Napoli ha visto campioni veri, come Lavezzi e Cavani. Sì, oggi giocano entrambi in Francia lontani dal mare napoletano. Ma perché Napoli avrebbe dovuto trattenere giocatori desiderosi di cambiare aria e che mantenuti in rosa controvoglia avrebbero creato un danno inenarrabile? Il mercato lo fa la volontà del giocatore, altre parole sono chiacchiere da bar. Lasciare in azzurro Lavezzi o Cavani privi di stimoli avrebbe portato un pessimo binomio formato da prestazioni scadenti ed un abbassamento notevole del valore di mercato: e i vantaggi dove sarebbero? Per il patron napoletano parlano i fatti, pronti a scagionarlo quando lo accusano di pensare solo ai propri interessi. Perché chi non vuole il bene del Napoli, avrebbe tenuto in tasca quel bel tesoretto di 70 milioni incassato tra estate e inverno. De Laurentiis ha chiuso in netto passivo il suo calciomercato, spendendo altri 100 milioni di euro in quattro mesi di trattative. Ha acquistato Higuain, uno dei valori assoluti principali della massima serie soffiato alla Juventus, assieme all’esperienza di Albiol, i talenti di Mertens, Callejon e tanti altri ottimi giocatori.

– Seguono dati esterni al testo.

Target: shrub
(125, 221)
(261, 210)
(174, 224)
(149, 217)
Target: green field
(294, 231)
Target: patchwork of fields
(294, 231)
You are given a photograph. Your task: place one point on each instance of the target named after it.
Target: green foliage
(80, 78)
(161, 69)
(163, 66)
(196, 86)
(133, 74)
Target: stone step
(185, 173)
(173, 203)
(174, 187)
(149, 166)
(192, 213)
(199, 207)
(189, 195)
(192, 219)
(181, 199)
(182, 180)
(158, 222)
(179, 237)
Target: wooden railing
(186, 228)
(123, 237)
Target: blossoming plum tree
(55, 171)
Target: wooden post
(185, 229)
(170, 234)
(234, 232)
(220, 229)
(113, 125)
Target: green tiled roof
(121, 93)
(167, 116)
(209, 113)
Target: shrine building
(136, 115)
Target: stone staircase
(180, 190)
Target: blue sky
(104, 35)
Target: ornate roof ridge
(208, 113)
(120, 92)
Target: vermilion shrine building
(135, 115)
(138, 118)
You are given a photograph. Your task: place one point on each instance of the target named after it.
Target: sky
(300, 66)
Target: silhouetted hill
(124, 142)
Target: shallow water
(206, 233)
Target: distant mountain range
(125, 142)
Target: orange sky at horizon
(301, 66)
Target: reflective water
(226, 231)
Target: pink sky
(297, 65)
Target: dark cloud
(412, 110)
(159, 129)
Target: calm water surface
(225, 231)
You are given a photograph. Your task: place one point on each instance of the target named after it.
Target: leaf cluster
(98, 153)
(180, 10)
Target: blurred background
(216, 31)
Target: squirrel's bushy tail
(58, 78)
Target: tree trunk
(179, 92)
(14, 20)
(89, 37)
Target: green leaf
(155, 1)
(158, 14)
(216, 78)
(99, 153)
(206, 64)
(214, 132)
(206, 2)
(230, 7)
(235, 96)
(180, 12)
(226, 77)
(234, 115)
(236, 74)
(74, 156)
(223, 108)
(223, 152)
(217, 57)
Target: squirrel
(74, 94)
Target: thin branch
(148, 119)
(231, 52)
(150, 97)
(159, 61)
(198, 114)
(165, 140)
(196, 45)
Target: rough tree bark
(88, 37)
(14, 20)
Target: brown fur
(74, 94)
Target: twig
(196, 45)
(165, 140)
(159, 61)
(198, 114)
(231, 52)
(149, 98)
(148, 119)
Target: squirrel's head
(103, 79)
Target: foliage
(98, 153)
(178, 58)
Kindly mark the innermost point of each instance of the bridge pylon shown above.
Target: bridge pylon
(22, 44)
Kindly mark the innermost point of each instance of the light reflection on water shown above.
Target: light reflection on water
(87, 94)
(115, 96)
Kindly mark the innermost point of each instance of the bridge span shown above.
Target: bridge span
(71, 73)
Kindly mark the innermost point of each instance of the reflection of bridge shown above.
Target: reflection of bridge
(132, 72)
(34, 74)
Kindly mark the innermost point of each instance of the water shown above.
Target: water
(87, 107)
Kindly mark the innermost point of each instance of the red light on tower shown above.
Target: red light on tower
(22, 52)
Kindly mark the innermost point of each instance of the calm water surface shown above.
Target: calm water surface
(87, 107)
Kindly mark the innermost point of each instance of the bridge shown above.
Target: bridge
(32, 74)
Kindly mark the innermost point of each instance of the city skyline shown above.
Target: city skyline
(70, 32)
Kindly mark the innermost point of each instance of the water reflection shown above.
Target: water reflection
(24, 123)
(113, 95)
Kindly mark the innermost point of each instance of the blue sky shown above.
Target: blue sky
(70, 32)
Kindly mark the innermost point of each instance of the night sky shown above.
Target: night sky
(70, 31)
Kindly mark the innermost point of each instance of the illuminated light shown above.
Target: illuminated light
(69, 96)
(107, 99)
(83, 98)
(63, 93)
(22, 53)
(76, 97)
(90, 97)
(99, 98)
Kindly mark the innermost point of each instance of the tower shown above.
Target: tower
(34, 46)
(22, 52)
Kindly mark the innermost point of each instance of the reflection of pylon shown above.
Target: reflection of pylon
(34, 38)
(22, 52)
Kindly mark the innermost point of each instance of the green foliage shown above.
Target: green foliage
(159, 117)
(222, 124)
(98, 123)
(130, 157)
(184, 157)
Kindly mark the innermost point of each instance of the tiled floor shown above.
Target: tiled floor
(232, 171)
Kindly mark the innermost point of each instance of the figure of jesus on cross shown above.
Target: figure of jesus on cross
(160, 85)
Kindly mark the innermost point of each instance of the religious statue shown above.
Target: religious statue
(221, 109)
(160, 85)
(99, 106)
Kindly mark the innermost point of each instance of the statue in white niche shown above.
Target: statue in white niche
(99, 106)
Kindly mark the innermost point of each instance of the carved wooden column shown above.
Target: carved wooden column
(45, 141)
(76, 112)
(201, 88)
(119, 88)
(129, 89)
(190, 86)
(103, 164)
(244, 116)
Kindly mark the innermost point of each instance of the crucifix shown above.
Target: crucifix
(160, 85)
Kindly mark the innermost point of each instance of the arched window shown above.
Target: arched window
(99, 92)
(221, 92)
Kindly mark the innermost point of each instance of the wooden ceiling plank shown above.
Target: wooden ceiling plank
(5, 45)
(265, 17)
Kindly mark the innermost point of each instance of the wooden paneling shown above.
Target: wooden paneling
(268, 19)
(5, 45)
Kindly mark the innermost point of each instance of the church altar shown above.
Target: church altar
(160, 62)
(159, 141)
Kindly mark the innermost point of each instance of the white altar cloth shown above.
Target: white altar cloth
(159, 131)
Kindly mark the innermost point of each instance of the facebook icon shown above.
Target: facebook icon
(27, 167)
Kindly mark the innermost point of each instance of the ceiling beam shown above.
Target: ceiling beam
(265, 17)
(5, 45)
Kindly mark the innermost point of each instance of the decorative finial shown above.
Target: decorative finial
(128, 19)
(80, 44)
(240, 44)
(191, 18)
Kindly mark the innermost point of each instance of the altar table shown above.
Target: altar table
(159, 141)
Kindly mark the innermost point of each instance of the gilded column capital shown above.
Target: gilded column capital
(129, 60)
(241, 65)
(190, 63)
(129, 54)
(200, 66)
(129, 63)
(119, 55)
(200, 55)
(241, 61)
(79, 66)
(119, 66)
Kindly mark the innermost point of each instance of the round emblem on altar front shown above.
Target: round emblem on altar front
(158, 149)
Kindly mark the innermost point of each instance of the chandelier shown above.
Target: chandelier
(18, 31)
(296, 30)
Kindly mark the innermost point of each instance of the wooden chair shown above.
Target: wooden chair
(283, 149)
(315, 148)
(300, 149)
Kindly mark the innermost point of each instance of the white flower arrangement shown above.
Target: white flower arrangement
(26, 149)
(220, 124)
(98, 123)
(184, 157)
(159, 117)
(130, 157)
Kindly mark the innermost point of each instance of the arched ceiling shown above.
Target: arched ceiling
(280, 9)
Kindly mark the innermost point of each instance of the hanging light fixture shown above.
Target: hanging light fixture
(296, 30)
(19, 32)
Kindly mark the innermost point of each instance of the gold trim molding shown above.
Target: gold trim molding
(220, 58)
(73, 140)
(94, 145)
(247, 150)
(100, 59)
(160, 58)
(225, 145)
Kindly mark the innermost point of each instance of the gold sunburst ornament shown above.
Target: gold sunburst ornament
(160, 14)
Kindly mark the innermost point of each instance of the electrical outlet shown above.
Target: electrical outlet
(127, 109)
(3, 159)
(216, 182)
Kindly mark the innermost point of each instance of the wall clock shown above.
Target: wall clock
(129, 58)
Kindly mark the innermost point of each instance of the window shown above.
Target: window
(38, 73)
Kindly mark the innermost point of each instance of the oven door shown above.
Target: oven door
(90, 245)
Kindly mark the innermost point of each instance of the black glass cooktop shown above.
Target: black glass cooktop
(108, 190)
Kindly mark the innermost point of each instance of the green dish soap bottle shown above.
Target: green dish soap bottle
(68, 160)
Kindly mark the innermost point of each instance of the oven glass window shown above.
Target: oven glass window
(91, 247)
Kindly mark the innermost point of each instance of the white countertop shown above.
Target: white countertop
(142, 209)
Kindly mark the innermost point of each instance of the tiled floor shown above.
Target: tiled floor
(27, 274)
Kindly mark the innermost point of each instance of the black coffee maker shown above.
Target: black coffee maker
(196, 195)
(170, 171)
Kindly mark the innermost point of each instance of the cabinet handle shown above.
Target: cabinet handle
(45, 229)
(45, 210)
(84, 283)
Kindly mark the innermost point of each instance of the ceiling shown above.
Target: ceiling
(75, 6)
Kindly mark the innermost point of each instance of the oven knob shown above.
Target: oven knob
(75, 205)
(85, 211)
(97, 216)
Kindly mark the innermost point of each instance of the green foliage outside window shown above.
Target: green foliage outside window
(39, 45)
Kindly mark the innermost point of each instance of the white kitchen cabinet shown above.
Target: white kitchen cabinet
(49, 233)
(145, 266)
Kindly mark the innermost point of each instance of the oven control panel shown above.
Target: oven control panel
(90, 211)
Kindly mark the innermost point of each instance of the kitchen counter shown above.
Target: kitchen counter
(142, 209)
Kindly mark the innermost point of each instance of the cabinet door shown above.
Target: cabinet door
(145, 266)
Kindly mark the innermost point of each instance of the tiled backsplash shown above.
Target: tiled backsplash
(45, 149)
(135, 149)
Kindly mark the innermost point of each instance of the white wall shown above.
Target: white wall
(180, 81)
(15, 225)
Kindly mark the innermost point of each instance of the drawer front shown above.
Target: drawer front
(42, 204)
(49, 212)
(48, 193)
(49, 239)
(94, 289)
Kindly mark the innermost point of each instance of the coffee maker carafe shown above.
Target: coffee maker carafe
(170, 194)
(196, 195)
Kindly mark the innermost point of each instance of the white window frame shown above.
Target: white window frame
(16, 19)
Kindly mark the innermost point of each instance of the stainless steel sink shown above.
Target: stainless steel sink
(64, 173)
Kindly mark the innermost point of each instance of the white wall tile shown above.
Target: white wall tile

È umano commettere degli errori. Napoli non sta vivendo la stagione che doveva vivere: per colpa dei calciatori, di Benitez e magari anche di De Laurentiis. Ma da qui a contestarlo con uno striscione inspiegabile, seppur provocato da sole dieci persone, vien da chiedere che tipo di calcio abbiano seguito da quelle parti in tutto questo tempo. La vera Napoli, quella che ha inondato di fischi la scarsa minoranza, continui ad uscire gli attributi, mostrando a tutti la riconoscenza verso chi l’ha rispolverata e tirata a lucido. Napoli non è quella di un ridicolo striscione, ma quella capace – con i sentimenti passionali di chi ama il calcio – di spaventare uno come Yaya Tourè che al San Paolo non giocò proprio la prima partita della sua gloriosa carriera. Core ‘ngrato, Napoli è altro: passione, riconoscenza e amore per la propria maglia. Lo dimostri ancora una volta.